Sunday, July 13, 2008

The catastrophe has already occurred

Chris Schaberg (see comments) has commented on post-apocalyptic movies (Wall•E, The Day After Tomorrow), and what they tell us about our attitude towards the ecological era we're in.

I believe that one thing we have to get used to is that the ecological catastrophe has already occurred.

The extent to which post-apocalyptic fantasies push the “catastrophe point” forwards into the future is directly proportional to how much we want to ward off the fact that it has already happened.

One way we can tell it has happened is that it's now impossible to measure certain things. Say you have some kind of self-interest theory (suppose you modify it to include lots of others like family members, friends, your social circle etc.). How is your self-interest theory going to deal with substances such as plutonium, which have consequences that far outlast you, your circle (however wide), even perhaps your species?

Global warming is the result of a few hundred years of certain processes occurring, but its effects may last for thousands of years.


Unknown said...

I came here following your comment on my blog, and am definitely intrigued about your line of thought. I'll have to read your book now (which I have only seen the title of, on Amazon, I think), as it promises some fodder for my reconciliation ecology class! And I look forward to reading more of your thoughts as you share them here whilst working on your new book.

In my class, I dwell a fair bit on our species' troubled relationship with our world, growing (in no small part) out of our conception of Nature as something "out there". I like the idea of starting with the position that "the catastrophe has already occurred" - it'll be interesting to see how the students respond.

As for the current run of environmental-apocalyptic cinema, I've been sitting on a half-baked blog post on the subject for some time now. Wall*E and your blog have stoked the fire, so I might actually post it soon!

Timothy Morton said...

That's excellent, Madhu. Would you like me to send you a copy of the book? I'd be glad to.

I'm looking forward to seeing your post on Wall•E—the Peter Gabriel at the end made me feel very sentimental!

Unknown said...

O, I would love to have a copy, if you can spare one. I was going to see if your publisher might send me an exam copy - that's one perk of academia I do exercise as much as I can! But if you can spare a copy, that would be lovely. I can send you my mailing address via email.
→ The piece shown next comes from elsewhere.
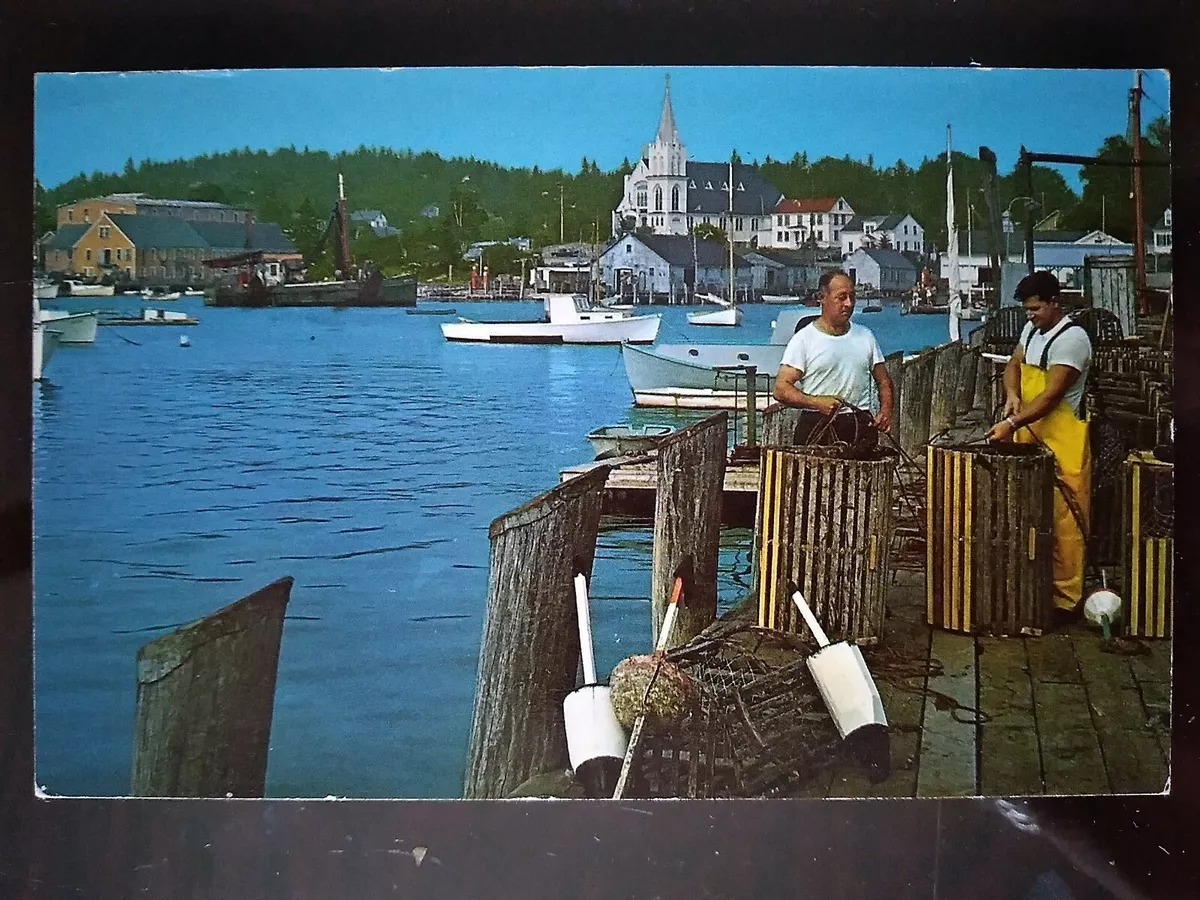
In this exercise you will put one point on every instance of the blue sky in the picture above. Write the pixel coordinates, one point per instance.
(553, 117)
BTW, did you see my latest post, about the curious parallel between two eminent Americans?

jeron said...

the slate did a great kritik of this movie: http://www.slate.com/id/2195126/?GT1=38001

Anthony Lioi said...

Congratulations on the book and the blog.
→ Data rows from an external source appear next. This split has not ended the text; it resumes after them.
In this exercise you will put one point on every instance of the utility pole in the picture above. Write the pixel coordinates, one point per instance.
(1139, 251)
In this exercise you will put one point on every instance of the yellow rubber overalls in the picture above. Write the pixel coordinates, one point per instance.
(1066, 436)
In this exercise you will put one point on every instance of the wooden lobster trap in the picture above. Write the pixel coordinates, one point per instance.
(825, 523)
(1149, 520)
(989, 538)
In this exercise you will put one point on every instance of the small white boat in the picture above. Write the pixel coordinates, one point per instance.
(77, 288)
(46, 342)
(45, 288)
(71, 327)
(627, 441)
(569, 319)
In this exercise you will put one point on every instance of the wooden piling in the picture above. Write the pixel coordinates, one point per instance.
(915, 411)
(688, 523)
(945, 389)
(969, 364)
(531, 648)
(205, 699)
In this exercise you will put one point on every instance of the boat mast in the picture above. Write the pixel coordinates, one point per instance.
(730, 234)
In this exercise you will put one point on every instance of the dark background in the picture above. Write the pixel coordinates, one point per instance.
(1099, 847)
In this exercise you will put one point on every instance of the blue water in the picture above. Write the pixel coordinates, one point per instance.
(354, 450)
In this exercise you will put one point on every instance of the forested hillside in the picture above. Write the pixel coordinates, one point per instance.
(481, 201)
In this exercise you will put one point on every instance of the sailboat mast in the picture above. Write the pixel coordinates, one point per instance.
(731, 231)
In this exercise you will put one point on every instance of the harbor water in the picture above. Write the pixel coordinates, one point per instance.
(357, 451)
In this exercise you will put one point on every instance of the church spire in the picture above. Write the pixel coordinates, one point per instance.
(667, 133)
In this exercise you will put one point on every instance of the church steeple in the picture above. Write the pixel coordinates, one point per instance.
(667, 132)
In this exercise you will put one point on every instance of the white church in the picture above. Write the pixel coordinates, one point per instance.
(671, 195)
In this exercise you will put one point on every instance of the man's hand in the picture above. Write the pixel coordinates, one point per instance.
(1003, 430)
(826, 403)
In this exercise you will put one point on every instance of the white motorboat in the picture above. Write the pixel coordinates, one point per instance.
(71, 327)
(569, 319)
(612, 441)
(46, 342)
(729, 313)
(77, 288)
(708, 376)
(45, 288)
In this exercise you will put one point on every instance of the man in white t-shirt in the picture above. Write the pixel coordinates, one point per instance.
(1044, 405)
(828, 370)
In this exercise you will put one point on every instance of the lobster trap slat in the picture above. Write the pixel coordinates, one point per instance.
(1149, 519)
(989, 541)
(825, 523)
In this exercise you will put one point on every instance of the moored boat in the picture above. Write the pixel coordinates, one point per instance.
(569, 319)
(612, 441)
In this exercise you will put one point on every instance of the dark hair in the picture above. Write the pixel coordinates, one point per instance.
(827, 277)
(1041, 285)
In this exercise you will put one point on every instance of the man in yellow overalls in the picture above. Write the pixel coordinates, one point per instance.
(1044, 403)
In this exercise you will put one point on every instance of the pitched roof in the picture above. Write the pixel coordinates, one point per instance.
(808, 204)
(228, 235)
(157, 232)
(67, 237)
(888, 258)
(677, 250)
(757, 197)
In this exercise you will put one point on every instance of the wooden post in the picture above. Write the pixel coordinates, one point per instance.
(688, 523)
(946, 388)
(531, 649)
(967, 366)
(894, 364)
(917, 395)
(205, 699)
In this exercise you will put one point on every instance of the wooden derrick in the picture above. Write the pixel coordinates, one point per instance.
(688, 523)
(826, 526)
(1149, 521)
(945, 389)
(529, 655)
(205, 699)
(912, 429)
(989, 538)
Speaking of catastrophes that have already happened, I was especially happy to see you touch on the problem of grief in your discussion of dark ecology. "Dark ecology is a melancholic ethics," you say (186). I think you are quite right that we need to deal with the grief caused by the realization that we, not "they," caused the environmental crisis. But grief and melancholy are not exactly the same thing, though they may be intertwined. Grief after a catastrophe is a response that even constitutionally cheerful people may have; melancholy is more of a long-lasting mood or disposition. As you point out, thinkers like Joanna Macy have developed (in her case, Buddhist) methods for moving through ecological grief, but it is unclear whether truly melancholic people ever leave melancholy behind. (A fascinating commentary on this problem is Andrew Solomon's book, THE NOONDAY DEMON.)
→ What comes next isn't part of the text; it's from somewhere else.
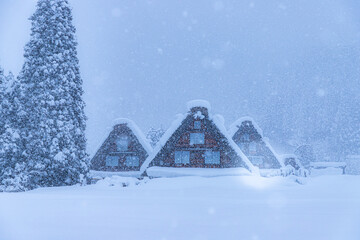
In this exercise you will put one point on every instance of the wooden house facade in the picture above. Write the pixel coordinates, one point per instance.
(248, 136)
(124, 149)
(197, 141)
So the issue for dark ecology as a melacholic ethics, I think, is the issue of agency. If dark ecology recognizes negative agency (we made the mess), how can its melancholia allow for a positive agency (now we clean the mess up)? The melancholic is in danger of becoming the mirror-image of the beautiful soul, too mired in the pleasure of sadness to do anything. I would really like to hear your thoughts on this problem.


Anthony Lioi

Mike Arnzen said...

Great post. I love this line:

"The extent to which post-apocalyptic fantasies push the 'catastrophe point' forwards into the future is directly proportional to how much we want to ward off the fact that it has already happened."

In other words, the more the semes and codes of "fantasy" are evident, the more evident the "disavowal" of their grounding in present desire/fear. Brilliant.

I definitely want to read your book. Thanks for dropping by The Popular Uncanny site, too!
-- Mike Arnzen, http://www.gorelets.com

Unknown said...

Hi Timothy,

In case you haven't noticed yet - I've included this post of yours in the Oekologie blog carnival, going on over at Reconciliation Ecology this week. I hope you don't mind - and do come for a stroll through the carnival when you have a moment or two!